JEE Mains Sequence and Series 2

It's probably easiest to calculate the complement first.

The sum of the integers between $1$ and $100$ inclusive that are divisible by $3$ is

$\displaystyle\sum_{k=0}^{33} (3k) = 3*\dfrac{33*34}{2} = 1683.$

The sum of the integers between $1$ and $100$ inclusive that are divisible by $5$ is

$\displaystyle\sum_{k=0}^{20} (5k) = 5*\dfrac{20*21}{2} = 1050.$

The sum of the integers between $1$ and $100$ inclusive that are divisible by $15$ is

$\displaystyle\sum_{k=0}^{6} (15k) = 15*\dfrac{6*7}{2} = 315.$

By the principle of inclusion/exclusion, the sum of the integers between $1$ and $100$ inclusive which are divisible by $3$ or $5$ is then $1683 + 1050 - 315 = 2418.$

The sum of the integers between $1$ and $100$ inclusive which are not divisible by $3$ or $5$ is then

$\dfrac{100*101}{2} - 2418 = \boxed{2632}.$

Sum of all numbers 1 to 100: S = n[2a1 + (n - 1)d]/2 = 100[2(1) + (100 - 1)]/2 = 100(101)/2 = 5050

Sum of all numbers 3 to 99, multiples of 3: S = n[2a1 + (n - 1)d]/2 = 33[2(3) + (33 - 1)3]/2 = 33(6 + 96)/2 = 1683

Sum of all numbers 5 to 100, multiples of 5: S = n[2a1 + (n - 1)d]/2 = 20[2(5) + (20 - 1)5]/2 = 20(10 + 95)/2 = 1050

Sum of all numbers 15 to 90, multiples of 15: S = n[2a1 + (n - 1)d]/2 = 6[2(15) + (6 - 1)15]/2 = 6(30 + 75)/2 = 315

Sum of integers from 1 to 100 which are not divisible by 3 and 5: S = sum(1-100) - sum(3-99) - sum(5-100) + sum(15-90) = 5050 - 1683 - 1050 + 315 = 2632

Required sum = sum of numbers from 1 to 100 – sum of numbers from 1 to 100 which are divisible by 3 – sum of numbers from 1 to 100 which are divisible by 5 + sum of numbers from 1 to 100 which are divisible by 15 (LCM of 3 and 5)

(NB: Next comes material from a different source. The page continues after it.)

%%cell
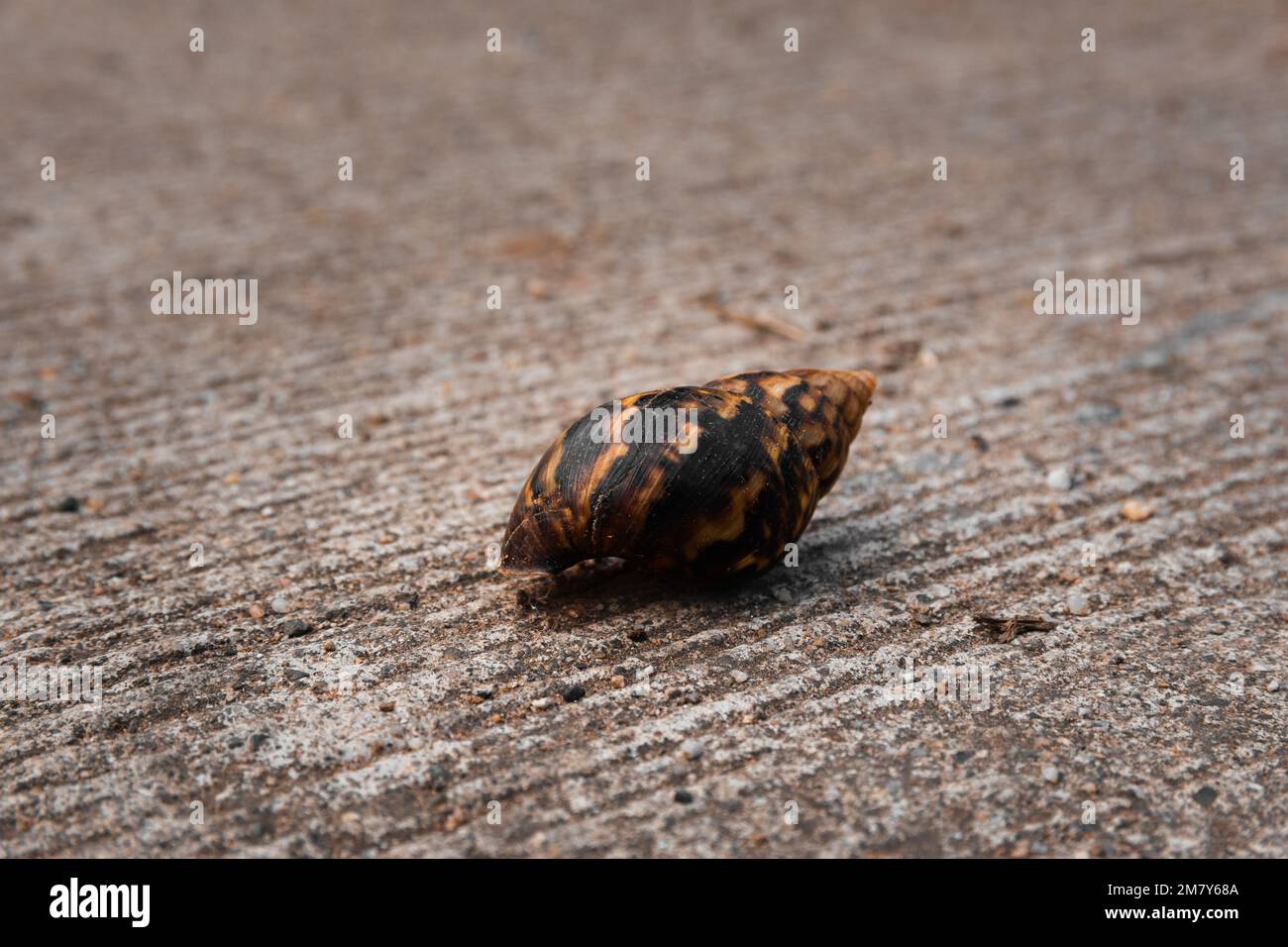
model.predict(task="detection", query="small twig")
[698,291,805,342]
[971,614,1055,643]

Required sum = [1+2+3...+100] –[3+6+9+ ...+ 99] – [5+10+15+ ...+100] + [15+30+45+...+90]

= [1+2+3...+100] –[3(1+2+3+ ...+ 33)] – [5(1+2+3+ ...+ 20)] + [15(1+2+3+...+6)]

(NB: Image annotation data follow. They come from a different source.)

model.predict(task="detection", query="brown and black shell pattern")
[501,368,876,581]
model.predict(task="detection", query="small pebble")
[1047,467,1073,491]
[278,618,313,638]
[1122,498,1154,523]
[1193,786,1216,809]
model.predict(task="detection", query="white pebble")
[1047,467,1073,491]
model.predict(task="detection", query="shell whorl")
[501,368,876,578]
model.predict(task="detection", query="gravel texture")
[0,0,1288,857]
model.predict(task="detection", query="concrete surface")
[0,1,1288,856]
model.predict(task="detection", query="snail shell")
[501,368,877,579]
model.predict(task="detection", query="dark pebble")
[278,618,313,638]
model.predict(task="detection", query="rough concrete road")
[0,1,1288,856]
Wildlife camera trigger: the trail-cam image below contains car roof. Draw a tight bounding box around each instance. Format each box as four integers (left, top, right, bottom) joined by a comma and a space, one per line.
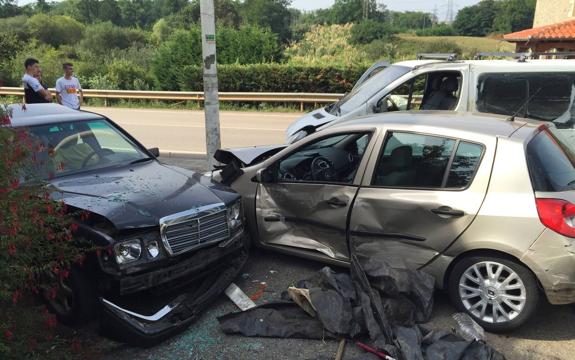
8, 104, 103, 127
330, 111, 548, 137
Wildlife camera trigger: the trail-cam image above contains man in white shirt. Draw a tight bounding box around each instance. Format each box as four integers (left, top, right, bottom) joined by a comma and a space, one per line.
56, 63, 84, 110
22, 58, 52, 104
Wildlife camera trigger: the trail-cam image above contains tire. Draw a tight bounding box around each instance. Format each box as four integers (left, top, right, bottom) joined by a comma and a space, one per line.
448, 255, 540, 332
44, 268, 98, 325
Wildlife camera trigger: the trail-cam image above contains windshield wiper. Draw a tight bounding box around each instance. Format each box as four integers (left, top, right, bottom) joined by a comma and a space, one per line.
130, 157, 155, 165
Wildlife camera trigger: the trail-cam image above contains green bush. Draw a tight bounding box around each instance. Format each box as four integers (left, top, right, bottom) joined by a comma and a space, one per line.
349, 20, 393, 44
80, 22, 149, 56
0, 15, 31, 41
152, 26, 281, 90
107, 60, 154, 90
26, 14, 84, 47
180, 64, 366, 93
415, 24, 456, 36
0, 105, 91, 360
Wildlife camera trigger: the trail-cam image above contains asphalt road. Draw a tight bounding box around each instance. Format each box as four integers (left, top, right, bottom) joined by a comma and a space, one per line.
86, 107, 301, 154
73, 108, 575, 360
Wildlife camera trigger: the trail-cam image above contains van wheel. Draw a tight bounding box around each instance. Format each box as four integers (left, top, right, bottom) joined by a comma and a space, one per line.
449, 256, 540, 332
43, 268, 98, 325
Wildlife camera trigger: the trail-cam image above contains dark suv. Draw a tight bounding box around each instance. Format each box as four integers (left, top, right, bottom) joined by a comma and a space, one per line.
7, 104, 247, 344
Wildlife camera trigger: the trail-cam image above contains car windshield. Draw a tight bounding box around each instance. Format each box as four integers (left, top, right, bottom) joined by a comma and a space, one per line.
326, 65, 411, 116
28, 119, 149, 179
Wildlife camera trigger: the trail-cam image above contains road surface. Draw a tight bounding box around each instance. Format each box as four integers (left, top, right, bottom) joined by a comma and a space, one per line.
86, 107, 301, 154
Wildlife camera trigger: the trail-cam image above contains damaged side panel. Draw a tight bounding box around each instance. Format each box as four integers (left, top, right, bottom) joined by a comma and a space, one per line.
256, 183, 357, 260
521, 229, 575, 305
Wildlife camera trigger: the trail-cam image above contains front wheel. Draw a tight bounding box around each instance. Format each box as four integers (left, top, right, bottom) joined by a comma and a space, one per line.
44, 268, 98, 325
449, 256, 539, 332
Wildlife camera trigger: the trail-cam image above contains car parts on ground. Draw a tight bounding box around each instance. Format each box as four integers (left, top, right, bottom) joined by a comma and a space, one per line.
214, 112, 575, 331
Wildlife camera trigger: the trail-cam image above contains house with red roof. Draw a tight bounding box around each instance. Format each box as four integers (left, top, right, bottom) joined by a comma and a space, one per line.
503, 0, 575, 52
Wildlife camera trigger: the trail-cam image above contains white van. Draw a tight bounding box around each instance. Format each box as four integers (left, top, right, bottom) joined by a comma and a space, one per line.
286, 59, 575, 143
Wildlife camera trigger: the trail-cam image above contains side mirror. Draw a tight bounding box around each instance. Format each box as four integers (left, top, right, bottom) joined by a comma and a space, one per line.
148, 148, 160, 157
252, 168, 274, 184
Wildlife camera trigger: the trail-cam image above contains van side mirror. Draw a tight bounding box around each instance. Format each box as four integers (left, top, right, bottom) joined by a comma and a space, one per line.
148, 148, 160, 157
372, 96, 387, 114
252, 167, 274, 184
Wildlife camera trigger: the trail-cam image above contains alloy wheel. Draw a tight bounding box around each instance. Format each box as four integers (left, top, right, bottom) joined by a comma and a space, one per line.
459, 261, 527, 324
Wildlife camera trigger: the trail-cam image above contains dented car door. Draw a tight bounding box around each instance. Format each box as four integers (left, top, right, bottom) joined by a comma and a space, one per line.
256, 130, 374, 260
350, 131, 495, 269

= [100×101/2] –[3×33×34/2)] – [5×20×21/2)] + [15×6×7/2)]

= 5050 – 1683 – 1050 + 315 = 2418

As in sum of numbers divisible by 3 and sum of numbers divisible by 5 contains common numbers which are divisible by 15 (15, 30, 45,..., 90) get subtracted so this sum is added.